Desde segunda-feira (19), cidadãos e entidades podem enviar sugestões por meio de formulário eletrônico disponibilizado pelo TSE. As contribuições podem ser feitas até o dia 30 de janeiro.
Após o encerramento do prazo, o tribunal deve selecionar as propostas para discussão em audiências públicas marcadas entre os dias 3 e 5 de fevereiro. Pela Lei das Eleições, o plenário do TSE tem até 5 de março do ano eleitoral para debater e aprovar todas as normas.
Conforme a Constituição, o primeiro turno das Eleições 2026 está marcado para 3 de outubro, primeiro domingo do mês, e o segundo turno para 31 de outubro, último domingo. Os eleitores vão escolher presidente da República, governadores, senadores e deputados federais, estaduais e distritais.

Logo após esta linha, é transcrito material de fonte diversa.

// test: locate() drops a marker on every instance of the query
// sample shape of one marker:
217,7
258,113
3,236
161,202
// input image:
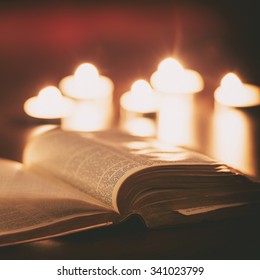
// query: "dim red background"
41,43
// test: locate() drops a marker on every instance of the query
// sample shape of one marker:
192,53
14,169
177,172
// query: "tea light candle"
176,86
172,78
232,92
49,104
138,108
93,99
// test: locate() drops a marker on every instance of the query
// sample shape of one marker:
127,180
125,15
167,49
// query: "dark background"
42,42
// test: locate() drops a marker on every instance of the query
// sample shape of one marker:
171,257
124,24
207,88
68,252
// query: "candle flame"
170,66
231,82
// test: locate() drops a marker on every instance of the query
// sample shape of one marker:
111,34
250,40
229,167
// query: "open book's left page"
33,206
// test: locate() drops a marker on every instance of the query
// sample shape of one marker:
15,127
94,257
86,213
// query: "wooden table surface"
41,44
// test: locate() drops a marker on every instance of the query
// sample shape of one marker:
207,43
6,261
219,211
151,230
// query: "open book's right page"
135,175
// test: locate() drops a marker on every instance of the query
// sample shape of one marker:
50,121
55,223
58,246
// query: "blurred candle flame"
49,104
172,78
232,92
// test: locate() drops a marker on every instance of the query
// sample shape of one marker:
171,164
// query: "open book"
72,181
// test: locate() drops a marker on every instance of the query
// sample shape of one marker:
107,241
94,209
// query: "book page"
97,163
28,200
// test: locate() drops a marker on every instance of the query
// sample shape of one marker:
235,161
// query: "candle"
48,104
232,92
171,77
93,98
176,86
138,108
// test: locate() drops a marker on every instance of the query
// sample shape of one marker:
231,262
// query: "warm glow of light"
172,78
86,84
142,127
141,98
170,67
85,73
232,92
49,104
231,81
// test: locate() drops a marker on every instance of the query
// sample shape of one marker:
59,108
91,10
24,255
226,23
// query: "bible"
71,181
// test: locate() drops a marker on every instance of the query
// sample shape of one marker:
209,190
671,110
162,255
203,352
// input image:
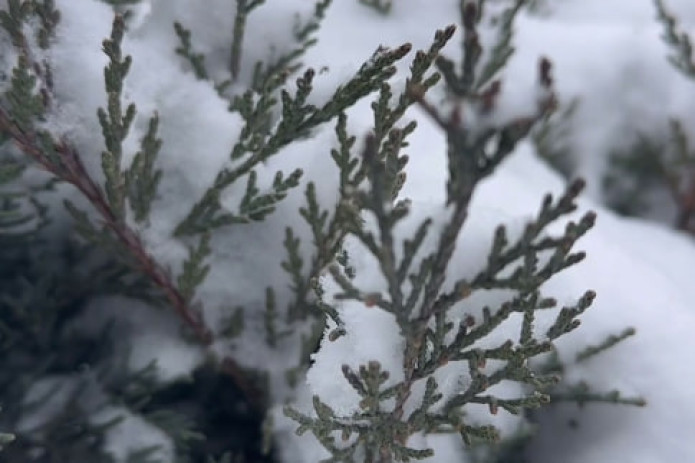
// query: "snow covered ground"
606,52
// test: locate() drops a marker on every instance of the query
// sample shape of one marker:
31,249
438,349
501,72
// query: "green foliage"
680,43
380,6
45,284
552,138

As minutas foram assinadas pelo vice-presidente do TSE, ministro Nunes Marques. Entre as principais propostas está o aumento da responsabilidade das plataformas de redes sociais pela retirada de conteúdos que promovam ataques ao processo eleitoral. Pelo texto, as empresas poderiam ser obrigadas a remover publicações mesmo sem decisão judicial.
Atualmente, regra aplicada nas últimas eleições municipais, as plataformas só podem ser responsabilizadas em caso de descumprimento de ordem judicial. A proposta amplia o rigor contra esse tipo de conteúdo.
O ministro manteve inalteradas as normas sobre o uso de inteligência artificial na campanha eleitoral. Em 2024, o TSE aprovou regras que proíbem o uso de deep fake — conteúdos de áudio ou vídeo gerados ou manipulados digitalmente para alterar imagem ou voz de pessoas.
Na pré-campanha, a proposta inclui novas exceções. Uma delas libera transmissões ao vivo feitas por pré-candidatos em perfis pessoais nas redes sociais, desde que não haja pedido de votos ou menção explícita à candidatura.
Também foram propostas regras mais claras para isentar pessoas físicas por críticas à administração pública, mesmo com impulsionamento na internet, desde que não estejam relacionadas à disputa eleitoral.
Outra proposta autoriza manifestações espontâneas em ambientes universitários, escolares, comunitários ou de movimentos sociais, desde que o evento ou a presença do pré-candidato não tenha sido financiado por partidos, federações ou pré-candidatos. Eventuais abusos continuam sujeitos à legislação vigente.
Sobre financiamento de campanha, o texto permite que partidos alterem os critérios de distribuição de recursos até 30 de agosto, desde que a mudança seja justificada e aprovada pela maioria do diretório nacional da sigla.